I sit with my thoughts and my choices, and contemplate my challenges (and my failures). Sometimes I find myself thinking that the question of whether something is “right” or “what I really want” is (should be) enough to guide my path, but those questions often fail me. I find myself wondering if perhaps a more useful, practical question might be “will this choice contribute reliably to my longevity and wellness in a meaningful way?” Practical. Succinct. Putting my attention on a multitude of long-term goals in a single question in a very direct way… Seems worth considering.

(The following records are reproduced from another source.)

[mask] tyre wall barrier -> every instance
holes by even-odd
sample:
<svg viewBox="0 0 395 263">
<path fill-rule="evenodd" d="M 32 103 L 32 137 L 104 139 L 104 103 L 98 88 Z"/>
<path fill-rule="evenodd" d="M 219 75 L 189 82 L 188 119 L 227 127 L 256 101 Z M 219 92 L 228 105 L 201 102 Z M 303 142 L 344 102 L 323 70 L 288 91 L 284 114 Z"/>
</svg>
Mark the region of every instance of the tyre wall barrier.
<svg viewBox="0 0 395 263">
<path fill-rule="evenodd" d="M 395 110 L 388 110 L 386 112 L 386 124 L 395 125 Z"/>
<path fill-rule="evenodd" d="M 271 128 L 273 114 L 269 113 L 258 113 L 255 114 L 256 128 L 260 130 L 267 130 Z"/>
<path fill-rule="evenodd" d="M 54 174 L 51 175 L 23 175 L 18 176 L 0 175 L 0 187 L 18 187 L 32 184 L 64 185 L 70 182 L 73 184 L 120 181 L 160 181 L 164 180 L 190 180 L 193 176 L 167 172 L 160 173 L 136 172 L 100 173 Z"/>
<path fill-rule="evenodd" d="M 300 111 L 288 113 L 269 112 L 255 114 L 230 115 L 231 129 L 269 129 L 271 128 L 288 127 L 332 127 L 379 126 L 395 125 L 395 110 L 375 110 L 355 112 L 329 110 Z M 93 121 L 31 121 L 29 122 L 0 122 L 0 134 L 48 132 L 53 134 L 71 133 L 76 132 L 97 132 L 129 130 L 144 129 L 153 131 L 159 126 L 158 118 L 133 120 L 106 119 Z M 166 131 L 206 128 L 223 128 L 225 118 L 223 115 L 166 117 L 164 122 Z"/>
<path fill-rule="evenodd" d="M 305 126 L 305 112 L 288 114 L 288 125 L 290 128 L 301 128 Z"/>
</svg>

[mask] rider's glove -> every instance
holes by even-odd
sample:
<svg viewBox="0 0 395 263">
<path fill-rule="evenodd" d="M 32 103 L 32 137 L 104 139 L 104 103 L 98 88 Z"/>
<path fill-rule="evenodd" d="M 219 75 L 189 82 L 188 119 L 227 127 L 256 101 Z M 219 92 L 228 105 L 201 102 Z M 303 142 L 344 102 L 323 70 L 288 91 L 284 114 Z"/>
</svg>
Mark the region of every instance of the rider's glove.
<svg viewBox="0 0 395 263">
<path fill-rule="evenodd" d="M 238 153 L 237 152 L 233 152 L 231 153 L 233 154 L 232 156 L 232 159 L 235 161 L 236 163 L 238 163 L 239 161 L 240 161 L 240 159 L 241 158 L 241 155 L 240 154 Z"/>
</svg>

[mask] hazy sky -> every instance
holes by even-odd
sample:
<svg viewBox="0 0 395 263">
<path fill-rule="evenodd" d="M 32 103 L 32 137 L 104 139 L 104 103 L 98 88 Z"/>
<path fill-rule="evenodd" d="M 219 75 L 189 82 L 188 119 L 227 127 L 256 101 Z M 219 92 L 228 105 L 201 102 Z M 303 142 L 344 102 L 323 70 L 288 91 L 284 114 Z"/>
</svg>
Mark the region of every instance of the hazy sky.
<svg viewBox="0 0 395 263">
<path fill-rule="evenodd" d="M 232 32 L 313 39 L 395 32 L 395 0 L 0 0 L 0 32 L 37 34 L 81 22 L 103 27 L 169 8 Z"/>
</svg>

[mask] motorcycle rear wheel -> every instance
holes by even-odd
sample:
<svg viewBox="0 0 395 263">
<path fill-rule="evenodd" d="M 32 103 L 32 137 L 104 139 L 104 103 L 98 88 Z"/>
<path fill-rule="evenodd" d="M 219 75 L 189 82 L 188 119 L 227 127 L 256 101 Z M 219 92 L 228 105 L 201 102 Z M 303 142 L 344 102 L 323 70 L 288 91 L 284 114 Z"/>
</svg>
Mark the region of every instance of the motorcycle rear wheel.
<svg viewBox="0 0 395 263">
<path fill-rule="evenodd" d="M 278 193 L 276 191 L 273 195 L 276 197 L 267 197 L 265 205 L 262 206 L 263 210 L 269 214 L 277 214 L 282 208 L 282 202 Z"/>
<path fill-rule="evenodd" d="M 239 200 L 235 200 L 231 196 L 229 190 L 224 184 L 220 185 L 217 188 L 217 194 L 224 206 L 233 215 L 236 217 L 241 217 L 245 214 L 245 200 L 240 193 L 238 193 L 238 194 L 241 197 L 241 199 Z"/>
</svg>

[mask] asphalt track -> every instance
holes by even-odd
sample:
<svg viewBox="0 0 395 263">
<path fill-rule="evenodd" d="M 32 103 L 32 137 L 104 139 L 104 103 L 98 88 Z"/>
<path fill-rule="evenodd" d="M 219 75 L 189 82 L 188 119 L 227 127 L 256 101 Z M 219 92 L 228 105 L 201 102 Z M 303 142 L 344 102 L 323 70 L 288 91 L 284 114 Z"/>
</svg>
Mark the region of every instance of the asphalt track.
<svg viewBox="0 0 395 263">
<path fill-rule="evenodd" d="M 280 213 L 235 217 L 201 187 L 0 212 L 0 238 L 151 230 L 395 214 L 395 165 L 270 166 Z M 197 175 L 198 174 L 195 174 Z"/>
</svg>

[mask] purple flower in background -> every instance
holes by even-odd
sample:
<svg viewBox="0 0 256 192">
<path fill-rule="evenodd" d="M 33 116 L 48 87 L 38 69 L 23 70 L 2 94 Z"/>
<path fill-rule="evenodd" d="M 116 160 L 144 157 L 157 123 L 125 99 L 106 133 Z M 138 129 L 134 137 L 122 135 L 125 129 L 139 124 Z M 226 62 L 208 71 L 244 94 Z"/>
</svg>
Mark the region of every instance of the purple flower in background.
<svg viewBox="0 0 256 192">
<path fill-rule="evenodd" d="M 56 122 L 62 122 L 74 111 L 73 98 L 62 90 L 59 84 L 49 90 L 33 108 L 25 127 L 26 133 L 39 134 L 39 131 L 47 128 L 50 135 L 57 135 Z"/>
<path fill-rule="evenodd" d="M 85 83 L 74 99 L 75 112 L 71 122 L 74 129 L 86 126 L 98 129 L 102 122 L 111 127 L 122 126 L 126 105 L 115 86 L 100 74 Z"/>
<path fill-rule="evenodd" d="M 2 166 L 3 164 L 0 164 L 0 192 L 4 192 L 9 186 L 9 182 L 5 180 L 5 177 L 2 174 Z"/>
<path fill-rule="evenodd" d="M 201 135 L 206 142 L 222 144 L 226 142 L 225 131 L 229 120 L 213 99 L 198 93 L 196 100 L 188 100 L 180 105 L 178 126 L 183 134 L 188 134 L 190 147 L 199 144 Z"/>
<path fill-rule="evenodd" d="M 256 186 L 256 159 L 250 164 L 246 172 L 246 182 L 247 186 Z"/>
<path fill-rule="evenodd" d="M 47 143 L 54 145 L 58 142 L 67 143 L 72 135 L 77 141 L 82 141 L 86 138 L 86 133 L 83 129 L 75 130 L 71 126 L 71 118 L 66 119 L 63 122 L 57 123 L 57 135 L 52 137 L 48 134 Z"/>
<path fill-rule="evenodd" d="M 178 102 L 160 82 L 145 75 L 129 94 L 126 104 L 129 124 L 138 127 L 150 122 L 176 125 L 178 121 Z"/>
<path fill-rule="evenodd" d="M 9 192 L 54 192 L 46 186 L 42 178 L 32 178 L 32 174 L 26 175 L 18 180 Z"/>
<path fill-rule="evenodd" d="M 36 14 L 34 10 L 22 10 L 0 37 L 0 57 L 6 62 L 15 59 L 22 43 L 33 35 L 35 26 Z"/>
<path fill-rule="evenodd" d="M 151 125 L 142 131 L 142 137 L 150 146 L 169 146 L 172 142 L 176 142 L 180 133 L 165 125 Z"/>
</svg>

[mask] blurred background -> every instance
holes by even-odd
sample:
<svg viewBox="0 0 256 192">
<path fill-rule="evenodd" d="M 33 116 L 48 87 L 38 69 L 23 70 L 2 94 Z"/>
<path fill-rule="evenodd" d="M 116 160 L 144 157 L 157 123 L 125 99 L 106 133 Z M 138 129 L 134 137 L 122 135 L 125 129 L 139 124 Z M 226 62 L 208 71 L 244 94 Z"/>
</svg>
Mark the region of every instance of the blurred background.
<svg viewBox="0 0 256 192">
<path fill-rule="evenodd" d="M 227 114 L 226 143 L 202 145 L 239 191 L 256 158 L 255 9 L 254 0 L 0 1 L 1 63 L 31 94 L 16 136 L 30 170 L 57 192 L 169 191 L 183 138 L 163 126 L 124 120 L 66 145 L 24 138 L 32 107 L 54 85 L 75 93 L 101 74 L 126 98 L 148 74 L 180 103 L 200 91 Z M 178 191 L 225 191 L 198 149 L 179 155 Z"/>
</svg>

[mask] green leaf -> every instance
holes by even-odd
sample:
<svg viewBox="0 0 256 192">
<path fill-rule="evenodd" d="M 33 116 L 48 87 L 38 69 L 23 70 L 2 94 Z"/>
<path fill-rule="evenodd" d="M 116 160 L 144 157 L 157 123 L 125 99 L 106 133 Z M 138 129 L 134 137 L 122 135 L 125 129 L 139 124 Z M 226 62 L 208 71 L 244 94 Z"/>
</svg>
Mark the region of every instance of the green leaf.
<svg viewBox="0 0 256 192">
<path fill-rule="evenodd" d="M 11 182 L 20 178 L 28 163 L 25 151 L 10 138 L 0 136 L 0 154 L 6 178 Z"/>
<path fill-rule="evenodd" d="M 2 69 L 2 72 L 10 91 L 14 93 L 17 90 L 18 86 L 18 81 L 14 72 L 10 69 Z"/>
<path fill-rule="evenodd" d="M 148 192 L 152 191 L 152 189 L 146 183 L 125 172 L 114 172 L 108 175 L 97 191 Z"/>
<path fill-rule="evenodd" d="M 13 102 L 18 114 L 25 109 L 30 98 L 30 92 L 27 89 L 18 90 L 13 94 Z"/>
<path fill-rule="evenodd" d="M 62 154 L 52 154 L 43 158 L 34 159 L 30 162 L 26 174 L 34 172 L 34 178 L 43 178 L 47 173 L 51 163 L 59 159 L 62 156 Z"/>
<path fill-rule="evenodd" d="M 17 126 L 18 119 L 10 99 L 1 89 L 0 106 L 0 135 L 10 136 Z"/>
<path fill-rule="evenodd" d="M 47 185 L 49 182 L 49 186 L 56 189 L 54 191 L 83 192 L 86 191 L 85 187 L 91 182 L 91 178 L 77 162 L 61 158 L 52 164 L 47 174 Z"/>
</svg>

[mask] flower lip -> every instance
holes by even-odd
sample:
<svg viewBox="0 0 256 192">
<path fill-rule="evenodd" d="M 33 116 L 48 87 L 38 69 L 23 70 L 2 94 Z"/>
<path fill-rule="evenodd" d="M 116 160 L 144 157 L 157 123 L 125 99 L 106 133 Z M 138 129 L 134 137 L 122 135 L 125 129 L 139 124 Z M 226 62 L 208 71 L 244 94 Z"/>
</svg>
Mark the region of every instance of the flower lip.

I lace up my boots. There’s a small farmhouse adjacent to this nature park. A year ago there was nearly always light on inside and signs of activity at all hours. There was a large garden that spread down the sloping front yard. Now the house is empty, dark, and quiet. Vacant. There is no garden, only grass, tall and unmown. I wonder what dreams died there, as I grab my cane to begin my walk.  I wonder what questions were left unanswered.

A gate, a house, a question. It’s a metaphor.

I breathe, exhale, and relax. I have this path ahead of me, the clock is ticking, and it’s time to begin again.

It was already daybreak when I reached the trailhead this morning, partly because the season is changing, partly because I slept in a bit (for some values of “sleeping in” lol). I got my boots on straight away and hit the trail. Quiet morning. Cloudy sky. It rained during the night and the trail is wet, muddy in spots. I walked with care, grateful to have my cane, annoyed by my pain with each step: ankle, knee, back. I persisted. I walked on.

A first look at a new day.

I’ll do this bit of writing. Meditate. Then run a couple errands before I head home to help my Traveling Partner with some paperwork. I suspect he could do it himself, if he chose to (although I’ve no doubt it would be unpleasant, difficult, and awkward), but it is easier to ask my help. I’d rather be helpful than deal with his discomfort and lack of enthusiasm for the task, but I honestly also hate doing this sort of crap (and somehow end up doing it in every relationship nonetheless).

I breathe exhale and relax. Sometimes things need doing, and it is important to get them done and see the process through. Like pulling weeds in the garden, it’s real work, often repetitive, and sometimes the payoff is not immediate, nor the value obvious. Still has to be done as a step on a path.

… I think about that a lot when I am walking. Steps on a path eventually make the journey…

The meadow this morning is dotted with tufts of greenery as the lupines begin to stand out from the grass here and there along the path, and in patches on hillsides. They are one of my favorites, and I’m eager to see them bloom again. I’ll paint them with soft pastels, as I have with watercolor, oil, and acrylic. I smile when I recall yesterday’s discovery of three new lupine seedlings coming up in the flower bed beneath the kitchen window.

As I sit at my halfway point, I watch the clouds drifting rather sluggishly across the sky. Less wind today. My headache worsens from looking up, and I frown at myself. I know better, I just like looking at the sky, and watching the clouds. Is it worth the pain? Maybe. Maybe it is; how long will I have the opportunity to see the sky overhead? We never know when the clock runs out, and it is always ticking. I’m not being gloomy, nor feeling the weight of my years, just aware that this mortal lifetime is finite, and that pain is inevitably part of the experience (but not the whole of it). I can choose differently.

I sigh to myself. Some moments I almost hear the ticking of the clock. It vexes me to be aware of the passage of time. I breathe exhale, and relax. I let that go and turn my attention to the flowers blooming on the marsh, the sweetly scented Spring air, and this delightful moment. It’s enough. I’ll begin again later. For now the moment is mine to enjoy, as I sit here beside the meadow trail.

A gray Spring morning, suitable for self-reflection.